What should go in the io module documentation?


#1

Hey everyone! Now that the new io has landed, I wanted to request some feedback from yinz.

std::old_io has a bunch of examples at the module level: http://doc.rust-lang.org/nightly/std/old_io/index.html

I’m going to be starting to write API docs for std::io this week. What do you think of these common actions at the module level? Is the list good? Should I use other examples? Are any of these too obscure to go here?

Also, thoughts about what I should document first would be welcome. Thanks!


#2

I think that std::io should provide a lot of high-level documentation along the lines of goals, principles, organization, etc, rather than specific examples per se.
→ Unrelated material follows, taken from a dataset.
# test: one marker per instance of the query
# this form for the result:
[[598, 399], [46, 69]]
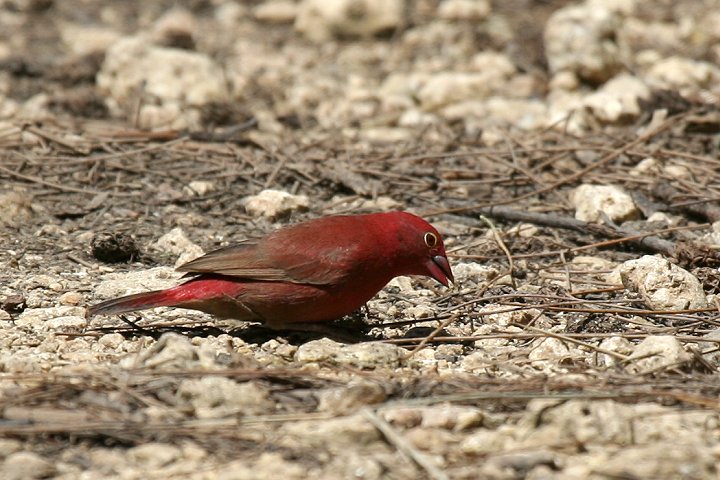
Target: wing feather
[[321, 252]]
I would personally prefer to see the examples on the methods themselves rather than the top-level module docs (although I’m sure that at least one example would be nice!).
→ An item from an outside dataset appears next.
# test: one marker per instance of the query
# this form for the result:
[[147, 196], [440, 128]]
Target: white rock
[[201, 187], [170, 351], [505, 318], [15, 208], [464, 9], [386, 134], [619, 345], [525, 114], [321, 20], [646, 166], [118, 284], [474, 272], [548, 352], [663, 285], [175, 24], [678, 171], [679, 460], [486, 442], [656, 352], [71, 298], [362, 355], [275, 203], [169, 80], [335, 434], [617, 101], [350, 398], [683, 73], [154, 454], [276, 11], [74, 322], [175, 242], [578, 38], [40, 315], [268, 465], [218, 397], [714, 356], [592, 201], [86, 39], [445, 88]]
Some topics I might expect to be explained are:

  • What Read and Write are
  • Principles of non-lossy methods, cross-platform-ness, and predictability
  • Where to find filesystem and networking functionality
  • Where to find platform-specific functionality
  • Common adapters/types defined in std::io. For example the primitive impls on &[u8] and Vec<u8> should be explained, along with structures like Cursor, Buf{Reader,Writer},io::{sink, empty, repeat}, etc.

#3

I just skim read through RFC 517 and some of the associated pull requests. I made notes on areas that were not familiar. If you don’t understand something I’ve interpreted below then perhaps focus on that area to decrease the barrier to entry. I would greatly appreciate comments/feedback to fix anything I’ve incorrectly interpreted:

  • Rust’s IO Story
    • Phase 1 Definition - libuv-style (i.e. pure green-threaded model)
      • Phase 1 Details
        • ‘librustuv’ and ‘libuv’ are based on POSIX mold (Portable Operating System Interface) lacked cross-platform platform-specific APIs
      • Note: “Green” Threads can run a single thread simultaneously across Multiple-CPUs
    • Phase 2 Definition - ???-style (i.e. dual green/native model)
      • Question 2.10: What is the style of this second phase known as?? (i.e. non-libuv-or-native-style?)
      • Phase 2 Details:
        • Includes removal of the Runtime System Crate (librustct) from Rust’s Standard Library (enabling the Rust’s Standard Library to support both green and native threading). Alternative is to provide Tooling and Best Practices, including a potential Log Crate to handle logging separately
        • Includes moving the libgreen Crate (currently in ‘tree’) into an External Library (separate Cargo Package)
      • Note: “Native” Threads only run on a Single CPU
    • Phase 3 Definition (i.e. Rust 1.0) - libnative - pure native model (the kernel)
      • Question 3.05: Why is Rust 1.0 going to be the result of an evolution from “Green” (supporting Multi-CPU on single thread) to “Native” (supporting only Single CPU)? Why not the other way around?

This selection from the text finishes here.